Lila Lili und Petites révélations
Clarissa Lempp

"Lila Lili" und "Petites révélations" von Marie Vermillard tragen eine ganz eigene Handschrift. Zwischen Sozialstudie und experimentellem Film finden die beiden Filme einen einzigartigen Blick.




Die deutschsprachige Filmzeitschrift Revolver beglückt seit einigen Jahren CineastInnen mit klugen Interviews, Texten von und zu FilmemacherInnen und Themenschwerpunkten. Das aktuelle Arthouse Kino hat hier ein Forum gefunden in der Redaktion um Christoph Hochhäusler und Benjamin Heisenberg, selbst Regisseure der viel beschworenen Berliner Schule. Gemeinsam mit der Filmgalerie 451 veröffentlicht das Revolver Magazin außerdem eine DVD-Edition mit Perlen des weltweiten aber oft weniger bekannten Filmschaffens. Neben dem ausgezeichnetem Frühwerk "Blisfully yours" des thailändischen Regisseurs Apichatpong Weerasethakuls wurden auch andere gefeierte Filme wie "Der Sohn" von Jean-Pierre und Luc Dardenne für den deutschen Markt aufbereitet. Nach Angela Schanelecs "Marseille" ist mit Marie Vermillard das zweite Mal eine Regisseurin im Fokus der Revolver Edition. Gleich zwei Filme der französischen Regisseurin finden sich auf der DVD. Der Lang-Spielfilm "Lila Lili" aus dem Jahr 1998 und der 55-minütige experimentelle Spielfilm "Petites révélations" von 2006.

Lila Lili - der Titel entspringt dem Ende des Films, wenn die Wehen-geplagte Protagonistin dies als mögliche Namen ihres Kindes hinausschreit. Überhaupt ist Micheline eine recht lautstarke, unentschlossene und eigensinnige Figur. Ihr ungebändigtes Haar scheint ihrem Wesen vorauszueilen. Mit der Feststellung der Schwangerschaft taucht Regisseurin Marie Vermillard in das Leben von Micheline ein. Micheline ist ein schräger Charakter, eine Außenseiterin. Sie lebt in einem Frauenhaus für Schwangere, in dem sie wenige Kontakte hat, außer einer Freundin. Mal ist Micheline unglaublich redebedürftig, dann wieder still und undurchsichtig. Als sie Simon kennenlernt, verliebt der sich in ihre Freundin und da Micheline keine weiteren Bemühungen um Simon anstrengt gibt es kein Happy End, aber eben auch kein Drama. Selbst die Frage nach dem Vater ihres Kindes bleibt unbeantwortet. Nichts will sich so recht entwickeln bei Micheline und wo sie hin will, wird nicht klar. Auch wenn die Kamera immer wieder ihre Perspektive einnimmt, bleibt doch vieles an der Protagonistin fremd - und eigenartig. Ihr Inneres erklärt sie nicht, vielmehr rückt die Kamera ihrem Erleben nach, ohne eine Reflektion dessen auf der Erzählebene abzuverlangen. Manchmal gleitet die Kamera auch ab, bleibt kurz an Neben-Geschichten hängen, die dann doch nicht zu Ende erzählt werden. Auch auf der filmischen Ebene wechseln realistische Sozialstudie und atmosphärisch stilisierte Alltagsbilder. Aber dieses Dazwischen, das Angerissene, Fragmentarische, das Widersprüchliche lenkt nicht ab oder irritiert, sondern legt vielmehr die Konzentration noch stärker auf die prekären Verhältnisse, in denen Micheline sich bewegt.

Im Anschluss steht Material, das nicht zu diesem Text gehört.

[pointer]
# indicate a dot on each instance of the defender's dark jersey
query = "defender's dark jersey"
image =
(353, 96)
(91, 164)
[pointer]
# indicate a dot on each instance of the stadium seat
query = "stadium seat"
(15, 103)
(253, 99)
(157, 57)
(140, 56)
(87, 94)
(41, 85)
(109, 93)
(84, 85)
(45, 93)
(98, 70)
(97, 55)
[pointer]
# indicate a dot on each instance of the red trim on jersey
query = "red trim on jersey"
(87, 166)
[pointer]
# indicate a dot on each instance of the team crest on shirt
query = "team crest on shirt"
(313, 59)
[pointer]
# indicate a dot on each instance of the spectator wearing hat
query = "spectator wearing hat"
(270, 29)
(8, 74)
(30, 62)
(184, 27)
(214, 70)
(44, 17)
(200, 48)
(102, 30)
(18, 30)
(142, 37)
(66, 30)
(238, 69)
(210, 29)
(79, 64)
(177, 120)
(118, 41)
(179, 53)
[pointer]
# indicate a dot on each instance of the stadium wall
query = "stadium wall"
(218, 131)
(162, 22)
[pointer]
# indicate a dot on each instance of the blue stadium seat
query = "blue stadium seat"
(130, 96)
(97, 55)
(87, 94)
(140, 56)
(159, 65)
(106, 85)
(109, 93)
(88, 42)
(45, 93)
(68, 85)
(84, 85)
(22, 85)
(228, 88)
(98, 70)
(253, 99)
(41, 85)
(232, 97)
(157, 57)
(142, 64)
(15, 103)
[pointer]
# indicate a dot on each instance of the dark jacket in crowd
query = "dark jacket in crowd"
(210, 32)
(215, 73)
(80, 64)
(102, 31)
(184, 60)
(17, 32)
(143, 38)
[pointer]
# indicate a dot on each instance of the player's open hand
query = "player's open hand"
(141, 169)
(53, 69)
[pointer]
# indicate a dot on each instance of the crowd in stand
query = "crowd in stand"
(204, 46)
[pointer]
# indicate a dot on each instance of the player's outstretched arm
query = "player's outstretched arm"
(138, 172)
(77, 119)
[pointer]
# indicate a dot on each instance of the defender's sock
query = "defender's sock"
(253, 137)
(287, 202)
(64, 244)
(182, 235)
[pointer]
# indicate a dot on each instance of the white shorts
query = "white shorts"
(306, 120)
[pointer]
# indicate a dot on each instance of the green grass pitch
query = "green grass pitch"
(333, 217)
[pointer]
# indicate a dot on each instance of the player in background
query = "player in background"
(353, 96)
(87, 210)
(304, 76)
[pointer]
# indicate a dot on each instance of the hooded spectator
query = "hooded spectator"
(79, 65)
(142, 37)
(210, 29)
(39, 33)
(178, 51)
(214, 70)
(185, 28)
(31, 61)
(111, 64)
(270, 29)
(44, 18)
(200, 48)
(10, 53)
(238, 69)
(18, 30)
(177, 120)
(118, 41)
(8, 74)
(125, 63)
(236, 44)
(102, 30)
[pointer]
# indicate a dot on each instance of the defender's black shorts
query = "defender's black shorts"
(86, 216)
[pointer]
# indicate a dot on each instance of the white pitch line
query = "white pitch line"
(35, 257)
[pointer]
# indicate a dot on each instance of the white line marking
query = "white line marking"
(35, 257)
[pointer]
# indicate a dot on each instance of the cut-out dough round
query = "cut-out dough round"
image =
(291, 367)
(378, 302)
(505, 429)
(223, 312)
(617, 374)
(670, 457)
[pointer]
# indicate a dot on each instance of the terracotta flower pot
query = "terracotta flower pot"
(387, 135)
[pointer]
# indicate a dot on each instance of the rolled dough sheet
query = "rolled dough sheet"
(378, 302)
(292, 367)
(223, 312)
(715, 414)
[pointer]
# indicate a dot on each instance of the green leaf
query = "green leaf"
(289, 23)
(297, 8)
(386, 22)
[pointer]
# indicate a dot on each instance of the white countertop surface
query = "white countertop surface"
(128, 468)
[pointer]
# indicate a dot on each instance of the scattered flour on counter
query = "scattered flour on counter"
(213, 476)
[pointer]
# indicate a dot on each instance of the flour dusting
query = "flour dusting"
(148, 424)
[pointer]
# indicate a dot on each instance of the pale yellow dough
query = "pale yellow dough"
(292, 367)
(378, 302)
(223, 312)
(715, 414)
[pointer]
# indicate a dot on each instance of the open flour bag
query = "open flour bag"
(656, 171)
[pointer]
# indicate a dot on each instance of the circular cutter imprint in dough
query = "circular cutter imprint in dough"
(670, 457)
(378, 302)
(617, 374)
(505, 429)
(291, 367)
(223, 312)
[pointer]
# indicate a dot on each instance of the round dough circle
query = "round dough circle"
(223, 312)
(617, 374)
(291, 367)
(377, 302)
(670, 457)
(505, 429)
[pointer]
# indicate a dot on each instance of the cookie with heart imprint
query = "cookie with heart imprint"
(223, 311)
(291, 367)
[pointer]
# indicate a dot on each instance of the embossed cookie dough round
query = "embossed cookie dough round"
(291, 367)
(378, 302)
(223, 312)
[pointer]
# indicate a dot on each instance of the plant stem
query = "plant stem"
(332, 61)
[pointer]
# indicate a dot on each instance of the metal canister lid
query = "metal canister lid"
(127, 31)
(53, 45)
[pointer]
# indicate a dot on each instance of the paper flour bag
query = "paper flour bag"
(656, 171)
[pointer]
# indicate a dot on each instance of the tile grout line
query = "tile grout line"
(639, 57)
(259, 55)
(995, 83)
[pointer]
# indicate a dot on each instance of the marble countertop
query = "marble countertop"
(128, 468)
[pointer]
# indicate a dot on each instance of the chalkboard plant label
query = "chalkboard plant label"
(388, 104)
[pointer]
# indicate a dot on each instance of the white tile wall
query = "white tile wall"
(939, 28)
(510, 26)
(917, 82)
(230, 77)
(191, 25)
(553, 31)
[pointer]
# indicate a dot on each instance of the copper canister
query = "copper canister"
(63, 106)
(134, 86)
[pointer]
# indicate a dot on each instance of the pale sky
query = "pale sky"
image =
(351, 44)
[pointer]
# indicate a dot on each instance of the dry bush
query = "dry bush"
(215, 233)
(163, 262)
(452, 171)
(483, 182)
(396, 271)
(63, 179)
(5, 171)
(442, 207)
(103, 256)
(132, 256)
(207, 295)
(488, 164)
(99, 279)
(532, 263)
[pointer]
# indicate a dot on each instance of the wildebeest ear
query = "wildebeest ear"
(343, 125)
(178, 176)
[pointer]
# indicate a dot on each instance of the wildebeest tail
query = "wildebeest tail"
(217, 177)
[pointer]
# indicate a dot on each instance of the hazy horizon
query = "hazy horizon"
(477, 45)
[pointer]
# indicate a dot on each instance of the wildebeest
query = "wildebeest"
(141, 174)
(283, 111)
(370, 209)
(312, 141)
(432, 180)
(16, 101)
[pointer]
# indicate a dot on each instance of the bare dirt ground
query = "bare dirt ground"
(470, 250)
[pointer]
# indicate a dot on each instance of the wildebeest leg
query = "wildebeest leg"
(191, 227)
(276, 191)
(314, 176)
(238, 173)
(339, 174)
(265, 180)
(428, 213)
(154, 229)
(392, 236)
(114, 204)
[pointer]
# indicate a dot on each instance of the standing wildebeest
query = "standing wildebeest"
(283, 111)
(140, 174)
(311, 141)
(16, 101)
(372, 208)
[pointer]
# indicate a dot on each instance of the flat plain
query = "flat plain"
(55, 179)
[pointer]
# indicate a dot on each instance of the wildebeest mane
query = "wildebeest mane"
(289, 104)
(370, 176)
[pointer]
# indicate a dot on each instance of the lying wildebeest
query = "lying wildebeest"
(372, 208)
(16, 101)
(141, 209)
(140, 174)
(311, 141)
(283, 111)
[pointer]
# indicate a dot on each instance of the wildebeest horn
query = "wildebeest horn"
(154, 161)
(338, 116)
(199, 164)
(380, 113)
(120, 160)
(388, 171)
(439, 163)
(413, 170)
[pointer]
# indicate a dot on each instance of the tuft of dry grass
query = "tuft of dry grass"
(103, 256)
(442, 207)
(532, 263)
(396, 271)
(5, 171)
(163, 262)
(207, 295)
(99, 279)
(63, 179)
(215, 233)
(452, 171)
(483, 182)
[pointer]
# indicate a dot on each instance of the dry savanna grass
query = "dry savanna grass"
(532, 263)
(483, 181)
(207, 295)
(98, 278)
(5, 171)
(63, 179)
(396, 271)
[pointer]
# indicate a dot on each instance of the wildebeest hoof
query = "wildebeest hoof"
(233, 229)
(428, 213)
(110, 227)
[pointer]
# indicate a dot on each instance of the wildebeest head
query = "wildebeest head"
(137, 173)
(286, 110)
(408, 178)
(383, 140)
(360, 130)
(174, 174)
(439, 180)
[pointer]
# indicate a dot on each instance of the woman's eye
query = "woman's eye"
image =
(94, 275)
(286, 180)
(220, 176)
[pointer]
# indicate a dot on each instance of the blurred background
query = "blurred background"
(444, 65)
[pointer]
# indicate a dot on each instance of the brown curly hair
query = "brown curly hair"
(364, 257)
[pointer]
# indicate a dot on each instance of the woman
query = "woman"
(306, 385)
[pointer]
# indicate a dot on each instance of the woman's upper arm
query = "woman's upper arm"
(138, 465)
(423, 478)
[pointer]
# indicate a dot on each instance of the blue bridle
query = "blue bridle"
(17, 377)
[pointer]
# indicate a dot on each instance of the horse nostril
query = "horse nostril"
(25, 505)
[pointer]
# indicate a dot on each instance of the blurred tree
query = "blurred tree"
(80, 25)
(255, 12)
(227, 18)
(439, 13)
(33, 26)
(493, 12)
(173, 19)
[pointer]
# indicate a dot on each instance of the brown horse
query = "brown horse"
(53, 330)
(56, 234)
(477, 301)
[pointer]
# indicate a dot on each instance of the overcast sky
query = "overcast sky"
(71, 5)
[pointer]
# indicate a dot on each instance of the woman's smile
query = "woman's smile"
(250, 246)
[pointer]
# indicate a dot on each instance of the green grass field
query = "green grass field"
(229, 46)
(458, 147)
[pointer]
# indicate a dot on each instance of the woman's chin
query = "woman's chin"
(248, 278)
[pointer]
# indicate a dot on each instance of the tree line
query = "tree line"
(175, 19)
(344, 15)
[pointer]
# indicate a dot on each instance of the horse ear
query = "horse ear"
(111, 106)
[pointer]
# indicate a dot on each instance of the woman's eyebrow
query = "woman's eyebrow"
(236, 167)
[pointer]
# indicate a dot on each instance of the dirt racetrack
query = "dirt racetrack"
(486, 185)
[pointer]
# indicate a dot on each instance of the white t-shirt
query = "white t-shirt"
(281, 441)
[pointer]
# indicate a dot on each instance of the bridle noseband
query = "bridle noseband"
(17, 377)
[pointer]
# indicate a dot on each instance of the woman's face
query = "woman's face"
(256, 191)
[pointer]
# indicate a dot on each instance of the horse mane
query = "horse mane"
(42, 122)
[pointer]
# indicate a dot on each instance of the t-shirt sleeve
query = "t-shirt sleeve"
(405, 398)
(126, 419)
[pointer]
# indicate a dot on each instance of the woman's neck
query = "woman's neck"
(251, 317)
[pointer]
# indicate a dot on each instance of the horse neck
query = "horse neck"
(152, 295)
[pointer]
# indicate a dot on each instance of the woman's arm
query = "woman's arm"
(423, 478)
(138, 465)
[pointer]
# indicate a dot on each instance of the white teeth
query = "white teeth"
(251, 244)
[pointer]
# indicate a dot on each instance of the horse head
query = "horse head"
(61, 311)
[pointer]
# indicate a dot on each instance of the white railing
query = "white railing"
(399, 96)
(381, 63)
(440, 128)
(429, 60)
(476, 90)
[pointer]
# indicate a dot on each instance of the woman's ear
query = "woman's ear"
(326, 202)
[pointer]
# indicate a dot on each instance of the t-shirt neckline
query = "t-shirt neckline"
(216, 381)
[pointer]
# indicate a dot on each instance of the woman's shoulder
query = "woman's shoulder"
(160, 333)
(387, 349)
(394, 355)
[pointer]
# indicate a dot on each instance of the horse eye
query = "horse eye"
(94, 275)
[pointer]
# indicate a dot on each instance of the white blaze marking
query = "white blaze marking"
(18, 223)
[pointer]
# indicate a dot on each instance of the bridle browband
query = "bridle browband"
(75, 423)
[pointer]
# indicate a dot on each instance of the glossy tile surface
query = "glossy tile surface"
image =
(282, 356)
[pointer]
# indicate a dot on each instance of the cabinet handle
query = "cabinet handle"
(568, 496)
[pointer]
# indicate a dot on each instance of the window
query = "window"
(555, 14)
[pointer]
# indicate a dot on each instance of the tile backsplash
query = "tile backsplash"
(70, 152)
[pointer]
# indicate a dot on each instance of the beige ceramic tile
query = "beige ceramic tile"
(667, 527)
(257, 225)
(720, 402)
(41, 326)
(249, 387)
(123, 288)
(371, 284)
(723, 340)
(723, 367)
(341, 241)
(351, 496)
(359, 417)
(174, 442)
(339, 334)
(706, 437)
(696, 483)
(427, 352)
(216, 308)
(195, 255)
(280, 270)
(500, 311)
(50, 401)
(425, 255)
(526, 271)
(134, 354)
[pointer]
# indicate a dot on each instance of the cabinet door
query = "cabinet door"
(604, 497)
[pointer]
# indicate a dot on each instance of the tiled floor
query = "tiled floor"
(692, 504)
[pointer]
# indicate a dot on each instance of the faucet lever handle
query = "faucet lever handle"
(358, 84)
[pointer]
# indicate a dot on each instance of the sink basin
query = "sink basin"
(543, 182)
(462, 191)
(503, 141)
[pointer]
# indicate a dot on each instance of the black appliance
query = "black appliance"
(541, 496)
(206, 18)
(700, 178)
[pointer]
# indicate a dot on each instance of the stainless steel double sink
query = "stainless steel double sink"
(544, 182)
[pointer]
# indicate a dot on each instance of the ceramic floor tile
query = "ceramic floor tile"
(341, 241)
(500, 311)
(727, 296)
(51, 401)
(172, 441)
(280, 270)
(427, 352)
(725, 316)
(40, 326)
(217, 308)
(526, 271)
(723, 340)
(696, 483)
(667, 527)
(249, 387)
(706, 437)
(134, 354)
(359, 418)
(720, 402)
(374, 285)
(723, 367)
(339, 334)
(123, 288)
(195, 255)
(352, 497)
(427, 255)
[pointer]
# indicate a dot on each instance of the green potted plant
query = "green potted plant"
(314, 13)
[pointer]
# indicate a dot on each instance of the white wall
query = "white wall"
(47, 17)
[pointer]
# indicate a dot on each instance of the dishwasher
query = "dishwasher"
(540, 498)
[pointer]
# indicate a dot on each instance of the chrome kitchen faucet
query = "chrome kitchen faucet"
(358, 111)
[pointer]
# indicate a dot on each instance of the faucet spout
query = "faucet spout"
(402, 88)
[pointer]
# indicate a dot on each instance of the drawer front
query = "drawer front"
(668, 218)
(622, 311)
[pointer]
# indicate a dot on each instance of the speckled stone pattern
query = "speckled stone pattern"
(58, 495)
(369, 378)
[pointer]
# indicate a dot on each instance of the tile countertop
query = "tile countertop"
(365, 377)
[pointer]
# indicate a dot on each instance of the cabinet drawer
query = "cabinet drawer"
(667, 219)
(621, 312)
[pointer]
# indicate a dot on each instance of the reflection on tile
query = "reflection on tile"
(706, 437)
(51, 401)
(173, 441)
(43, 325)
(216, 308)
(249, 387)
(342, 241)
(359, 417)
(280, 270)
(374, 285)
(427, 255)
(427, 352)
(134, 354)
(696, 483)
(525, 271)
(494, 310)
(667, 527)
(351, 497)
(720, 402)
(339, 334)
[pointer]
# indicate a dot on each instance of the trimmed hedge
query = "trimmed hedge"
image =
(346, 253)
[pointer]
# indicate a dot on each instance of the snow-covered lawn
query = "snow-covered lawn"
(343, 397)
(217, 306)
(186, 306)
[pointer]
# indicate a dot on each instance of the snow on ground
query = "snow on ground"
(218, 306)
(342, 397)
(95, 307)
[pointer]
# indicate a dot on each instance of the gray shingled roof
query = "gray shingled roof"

"Petites révélations" ist ein mittel-formatiger Spielfilm, der 19 kurze und in gewisser Weise sehr intime Momente offenbart. Ein Wiedersehen, das die Erwartungen nicht erfüllt. Ein Blickaustausch, ein gemeinsames Lachen unter Unbekannten. Kleine Momente zwischen Fremden, Entfremdeten und Momente der Annäherung, die von einer berührenden Zärtlichkeit bis zur irritierenden Ehrlichkeit erzählen. Eine filmische und eindrückliche Anordnung von emotionalen Fragmenten und den Augenblicken, die das Leben im Großen und Kleinen verändern können.

Marie Vermillard wurde 1954 in Tulle geboren. Nach dem Studium der Architektur und Sozialwissenschaften arbeitete sie von 1979 bis 1986 als Sozialpflegerin. 1986 ging sie zum Film, zunächst als Skriptgirl. Seit 1992 realisiert Vermillard eigene Filme als Regisseurin. Sie lebt und arbeitet in Paris.

AVIVA-Tipp: Trotz ihres eigenen sozialwissenschaftlichen Hintergrunds macht Marie Vermillard aus "Lila Lili" keine glatte Sozialstudie oder ein tränenreiches Sozialdrama. Wie die Protagonistin selbst bleibt auch der Film außerhalb von Kategorien und Eindeutigkeiten. Vermillard schöpft vor allem auch aus einer filmischen Vision von Alltagsfragmenten, von den Welten im Augenblick. Das wird nicht zuletzt auch in den detaillierten Bildern von "Petites révélations" deutlich, der viel mehr als eine filmische Fingerübung über menschliche Emotionen ist. Die Revolver-Edition bleibt sich hier treu und macht wieder einmal eine Filmschaffende zugänglich, die eine eigene Filmästhetik entwickelt hat.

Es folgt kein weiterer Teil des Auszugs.